Dia bertekad masuk SMP di Desa Lipat Kain. Jarak yang bisa ditempuhnya tentu lebih jauh dibanding disaat bersekolah di tingkat SD. "Doakan Yanda di menerima di SMP ya, di Lipat Kain," tuturnya.Siswa sekolah marginal selalu antusias meraih pelajaran meski sering kepayahan untuk bisa sampai di sekolahSiswa sekolah marginal selalu antusias meraih pelajaran meski sering kepayahan untuk bisa sampai di sekolah (CNN Indonesia/Safir Makki) Tetap Semangat Belajar Sekolah marjinal, meski amat sederhana, selalu diisi dengan dengan dengan dengan situasi belajar yang kondusif. Siswanya antusias untuk menimba pengetahuan meski sering kepayahan disaat sampai di sekolah.

Saat CNNIndonesia.com berkunjung, siswa baru saja selesai menempuh ujian. Sedang tidak tersedia pelajaran yang dibahas.Para guru mengisi kala dengan dengan dengan dengan mengulas kembali pelajaran dengan dengan dengan dengan ringan. Ada soal nilai-nilai pancasila, menyanyikan lagu kebangsaan dan, hapalan surat-surat pendek Al Quran. Kebetulan semua siswa beragama Islam."Coba surat Al Ikhlas, siapa yang bisa?" Asmawati, guru sekolah marjinal, menanyakan kepada siswa.

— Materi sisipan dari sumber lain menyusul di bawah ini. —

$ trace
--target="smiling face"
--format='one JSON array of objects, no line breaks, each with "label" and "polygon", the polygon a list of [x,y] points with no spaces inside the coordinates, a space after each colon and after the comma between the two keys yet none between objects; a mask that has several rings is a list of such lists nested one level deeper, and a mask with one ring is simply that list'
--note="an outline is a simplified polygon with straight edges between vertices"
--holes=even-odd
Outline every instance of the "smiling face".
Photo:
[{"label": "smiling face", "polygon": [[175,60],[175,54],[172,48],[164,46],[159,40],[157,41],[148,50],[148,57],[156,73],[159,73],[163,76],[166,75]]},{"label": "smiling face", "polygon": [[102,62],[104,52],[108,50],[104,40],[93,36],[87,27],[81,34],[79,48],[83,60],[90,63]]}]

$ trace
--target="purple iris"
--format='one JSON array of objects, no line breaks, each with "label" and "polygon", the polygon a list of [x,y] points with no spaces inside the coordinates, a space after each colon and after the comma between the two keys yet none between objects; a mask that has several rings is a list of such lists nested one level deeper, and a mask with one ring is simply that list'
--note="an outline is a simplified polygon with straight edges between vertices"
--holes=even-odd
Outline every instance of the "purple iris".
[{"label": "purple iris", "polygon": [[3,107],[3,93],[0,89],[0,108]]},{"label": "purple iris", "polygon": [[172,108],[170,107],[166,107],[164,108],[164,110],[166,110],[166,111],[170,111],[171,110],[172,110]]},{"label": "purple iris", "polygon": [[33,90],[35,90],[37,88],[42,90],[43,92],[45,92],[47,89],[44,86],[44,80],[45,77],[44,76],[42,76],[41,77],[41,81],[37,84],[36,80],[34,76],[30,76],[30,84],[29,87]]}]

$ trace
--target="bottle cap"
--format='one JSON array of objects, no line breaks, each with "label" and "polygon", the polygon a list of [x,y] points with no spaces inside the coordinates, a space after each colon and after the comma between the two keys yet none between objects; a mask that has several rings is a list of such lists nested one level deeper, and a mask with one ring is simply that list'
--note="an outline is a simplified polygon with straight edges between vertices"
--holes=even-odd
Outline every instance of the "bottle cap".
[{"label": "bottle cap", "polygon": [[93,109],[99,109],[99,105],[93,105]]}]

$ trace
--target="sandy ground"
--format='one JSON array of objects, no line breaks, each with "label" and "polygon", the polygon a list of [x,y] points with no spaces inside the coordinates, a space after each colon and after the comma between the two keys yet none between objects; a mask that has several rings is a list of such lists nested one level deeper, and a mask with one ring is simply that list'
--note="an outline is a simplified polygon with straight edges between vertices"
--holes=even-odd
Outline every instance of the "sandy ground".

Tawaran itu disambut acungan jari lebih berasal berasal dari satu anak. Sebagian besar hafal kala ditanya soal surat pendek. Begitu pun kala diminta menghapal Pancasila. Berdasarkan data Dinas Pendidikan Provinsi Riau, tersedia 62 grup belajar atau sekolah marginal yang menginduk ke 50 SD Negeri. SDN 010 Sialang Harapan hanya satu di antaranya.

Sekretaris Dinas Pendidikan Provinsi Riau, Ahyu Suhendra mengakui hampir lebih berasal berasal dari satu besar sekolah marginal kondisinya selalu jauh berasal berasal dari layak sebagai tempat aktivitas belajar mengajar. Namun, dia tak bisa berbuat banyak."Saya rasa bisa saja hampir, selalu banyak (sekolah marginal) yang belum tersentuh. Karena apa, kami terhitung terbatas dengan dengan dengan dengan anggaran kami. Anggaran APBD," imbuhnya.

Bagikan

Jangan lewatkan

Sekolah Bersama Teman Lewat Hutan dan Gunung
4/ 5
Oleh

Subscribe via email

Suka dengan artikel di atas? Tambahkan email Anda untuk berlangganan.